The United States dominates rivals in artificial intelligence development and use, while China is growing rapidly and the European Union is lagging, a research report revealed Monday.
The study by the Information Technology and Innovation Foundation evaluated AI using 30 separate metrics including human talent, research activity, commercial development, and investment in hardware and software.
According to the report based on data found in 2020, China and European Union have 32 and 23.3 points respectively on a 100-point scale, while the United States leads, with an overall score of 44.6 points.
The United States found to be the leader in key areas, such as start-up investment and Research & development funding, according to the researchers.
But China has made enhancements in several areas and last year had more of the world’s 500 most powerful supercomputers than any other nation — 214, compared with 113 for the US and 91 for the EU.
“The Chinese government has made AI a top priority and the results are showing,” said Daniel Castro, director of the think tank’s Center for Data Innovation and lead author of the report.
“The United States and European Union need to pay attention to what China is doing and respond because nations that lead in the development and use of AI will shape its future and significantly improve their economic competitiveness, while those that fall behind risk losing competitiveness in key industries.”
The EU has lagged in the financing of venture capital and private equity while faring better in terms of research papers published.
The researchers reported that in 2018, China released some 24,929 AI research papers, against 20,418 for the European Union and 16,233 for the United States.
But it said that “average US research quality is still higher than that of China and the European Union.”
The survey also concluded that the United States “is still the world leader in designing chips for AI systems.”
To remain competitive, the report said, Europe needs to boost research tax incentives and expand public research institutes working on AI.
It must raise funding for AI research and deployment for the United States to retain its lead and step up efforts to develop AI talent domestically while attracting top talent from around the world.
U.S, China, and European Union top AI funded startups.
Nuro(Country: USA, Total funding: $1 Billion) is specialized in the development of autonomous delivery vehicles. It commercializes an electric self-driving delivery vehicle designed to transport goods such as food, grocery bags, and other cargo.
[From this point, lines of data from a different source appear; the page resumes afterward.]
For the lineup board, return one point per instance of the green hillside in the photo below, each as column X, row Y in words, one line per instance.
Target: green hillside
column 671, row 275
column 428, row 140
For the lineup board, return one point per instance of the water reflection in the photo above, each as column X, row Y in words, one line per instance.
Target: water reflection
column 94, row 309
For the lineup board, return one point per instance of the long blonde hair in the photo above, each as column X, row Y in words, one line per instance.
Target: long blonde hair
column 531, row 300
UiPath(Country: USA, Total funding: $1 Billion) is a software company dedicated to robotic process automation. It provides a platform for the implementation of process automation and deployment to the cloud. One of the global leaders in both process mining and robotic process automation
SenseTime(Country: CHINA, Total funding: $3.3 Billion) is an AI technology company particularly operating in the field of computer vision. It provides several products and services including facial recognition and biometrics, image and video processing, robot sensors, and autonomous driving with applications in financial services, security, smart cities, culture and entertainment, education, and advertising.
Megvii(Country: CHINA, Total funding: $1.4 Billion) is an image recognition and deep-learning technology company particularly focusing on the Internet of Things – IoT. Especially servicing the public sector, it develops authentication software, an open-source computer vision platform, Face++, as well as a range of solutions for Personal IoT, Smart Cities IoT, and supply chain IoT.
Graphcore(Country: UK, Total funding: $460 Million) is a company developing hardware systems to accelerate machine learning applications. Having created a new processor named the Intelligence Processing Unit, Graphcore products allow AI developers and researchers to run machine learning models much faster than previous hardware generations.
BenevolentAI(Country: UK, Total funding: $292 Million) is a technology company focusing on accelerating the journey from data to medicines. It uses a computational and experimental technology platform for R&D programs to lower drug development costs, decrease failure rates, and increase the speed at which medicines are generated.